The Jersey Court of Appeal had ordered the Attorney General to pay the trustee’s and family’s costs of that appeal. The Court of Appeal also made an order that the government of Indonesia, on whose behalf the saisie was obtained, was jointly and severally liable with the Attorney General for those costs.

The JCPC was asked to determine whether the Court of Appeal was empowered to make this order or whether it infringed the principles of sovereign immunity applicable to civil proceedings.

The circumstances in which the Courts of Jersey can make an order against a foreign state in civil proceedings are where the foreign state has submitted to the jurisdiction of the Jersey Courts.

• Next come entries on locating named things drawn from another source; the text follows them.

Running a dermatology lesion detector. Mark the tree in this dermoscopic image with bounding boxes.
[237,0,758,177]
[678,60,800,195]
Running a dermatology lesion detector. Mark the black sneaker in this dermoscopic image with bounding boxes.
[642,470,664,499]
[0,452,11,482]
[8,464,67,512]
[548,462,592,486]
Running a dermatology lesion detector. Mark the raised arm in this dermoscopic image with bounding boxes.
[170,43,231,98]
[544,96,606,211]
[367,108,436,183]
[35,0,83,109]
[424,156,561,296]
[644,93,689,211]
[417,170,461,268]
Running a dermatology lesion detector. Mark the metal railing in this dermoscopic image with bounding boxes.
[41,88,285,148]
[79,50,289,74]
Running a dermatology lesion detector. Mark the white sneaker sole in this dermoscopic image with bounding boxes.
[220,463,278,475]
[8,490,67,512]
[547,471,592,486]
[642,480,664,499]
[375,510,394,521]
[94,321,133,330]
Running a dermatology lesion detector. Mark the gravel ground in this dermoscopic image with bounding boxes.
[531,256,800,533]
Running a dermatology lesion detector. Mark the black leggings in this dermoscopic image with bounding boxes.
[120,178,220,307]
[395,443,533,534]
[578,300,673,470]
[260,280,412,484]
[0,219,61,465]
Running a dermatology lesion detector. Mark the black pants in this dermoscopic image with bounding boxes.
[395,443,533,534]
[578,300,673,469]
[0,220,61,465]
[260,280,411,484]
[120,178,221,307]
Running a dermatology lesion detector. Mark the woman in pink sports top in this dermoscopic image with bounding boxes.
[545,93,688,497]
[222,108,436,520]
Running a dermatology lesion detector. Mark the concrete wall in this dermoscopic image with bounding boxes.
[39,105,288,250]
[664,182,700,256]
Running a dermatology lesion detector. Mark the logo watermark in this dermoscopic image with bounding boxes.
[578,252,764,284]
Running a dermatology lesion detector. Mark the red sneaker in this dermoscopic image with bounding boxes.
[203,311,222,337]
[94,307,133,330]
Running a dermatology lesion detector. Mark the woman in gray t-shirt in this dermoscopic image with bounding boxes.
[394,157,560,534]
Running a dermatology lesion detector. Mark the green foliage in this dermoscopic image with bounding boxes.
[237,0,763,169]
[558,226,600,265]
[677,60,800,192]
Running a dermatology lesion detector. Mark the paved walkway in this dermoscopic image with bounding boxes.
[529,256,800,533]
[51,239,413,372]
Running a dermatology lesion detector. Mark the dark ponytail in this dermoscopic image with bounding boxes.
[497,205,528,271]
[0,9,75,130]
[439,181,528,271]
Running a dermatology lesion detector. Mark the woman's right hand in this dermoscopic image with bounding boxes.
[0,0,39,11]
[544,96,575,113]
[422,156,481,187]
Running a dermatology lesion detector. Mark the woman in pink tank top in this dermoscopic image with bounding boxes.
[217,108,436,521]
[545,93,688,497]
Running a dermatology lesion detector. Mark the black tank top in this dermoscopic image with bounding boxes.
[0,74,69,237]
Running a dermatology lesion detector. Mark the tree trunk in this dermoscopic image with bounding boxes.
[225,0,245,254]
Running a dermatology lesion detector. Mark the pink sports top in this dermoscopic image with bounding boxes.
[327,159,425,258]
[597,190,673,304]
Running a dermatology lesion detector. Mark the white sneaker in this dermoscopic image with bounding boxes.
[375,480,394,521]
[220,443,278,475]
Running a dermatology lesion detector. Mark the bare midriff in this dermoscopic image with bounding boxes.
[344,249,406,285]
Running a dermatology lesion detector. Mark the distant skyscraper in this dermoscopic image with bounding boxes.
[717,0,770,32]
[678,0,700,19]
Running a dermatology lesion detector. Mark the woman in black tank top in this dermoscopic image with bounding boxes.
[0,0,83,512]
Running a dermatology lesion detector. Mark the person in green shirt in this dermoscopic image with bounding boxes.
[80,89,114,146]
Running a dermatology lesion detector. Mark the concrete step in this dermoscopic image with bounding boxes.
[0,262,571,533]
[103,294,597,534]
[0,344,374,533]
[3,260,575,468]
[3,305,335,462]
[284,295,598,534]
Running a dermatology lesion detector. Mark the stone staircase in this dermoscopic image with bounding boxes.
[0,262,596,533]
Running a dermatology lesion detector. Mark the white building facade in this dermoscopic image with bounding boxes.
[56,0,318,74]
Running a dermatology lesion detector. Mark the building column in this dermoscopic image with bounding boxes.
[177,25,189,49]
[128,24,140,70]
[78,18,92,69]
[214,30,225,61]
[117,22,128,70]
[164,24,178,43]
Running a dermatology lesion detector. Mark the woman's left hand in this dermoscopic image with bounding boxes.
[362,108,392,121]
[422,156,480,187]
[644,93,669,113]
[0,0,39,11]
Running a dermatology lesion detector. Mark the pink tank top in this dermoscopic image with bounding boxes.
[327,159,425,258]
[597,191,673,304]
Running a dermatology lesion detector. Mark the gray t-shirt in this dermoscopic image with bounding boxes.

Had Indonesia submitted to the courts of Jersey because it had ultimately instituted the proceedings which resulted in the saisies or because it had taken steps in the Jersey proceedings?

The JCPC concluded both points in the negative: there had been no submission by seeking the saisie, and the filing of evidence by the Indonesian government in support of the Attorney General’s application for a saisie on its behalf did not amount to submission. The JCPC held that the Court of Appeal erred in proceeding on the basis that by seeking a saisie the Attorney General is merely representing the foreign government in the conduct of the proceedings. The fact that the Attorney General can only bring proceedings if requested by an overseas government or that his discretion not to accede to such a request is limited does not mean that the overseas government is effectively the party to the proceedings. The proceedings which led to the grant of the saisies judiciaires and the later registration of the Indonesian confiscation orders were instituted and pursued by the Attorney General and only by him.

The factual, financial, and legal complexities of cases of this sort are self-evident; they require the most cautious and meticulous approach by service providers, third party lenders to complex structures, and those who advising them.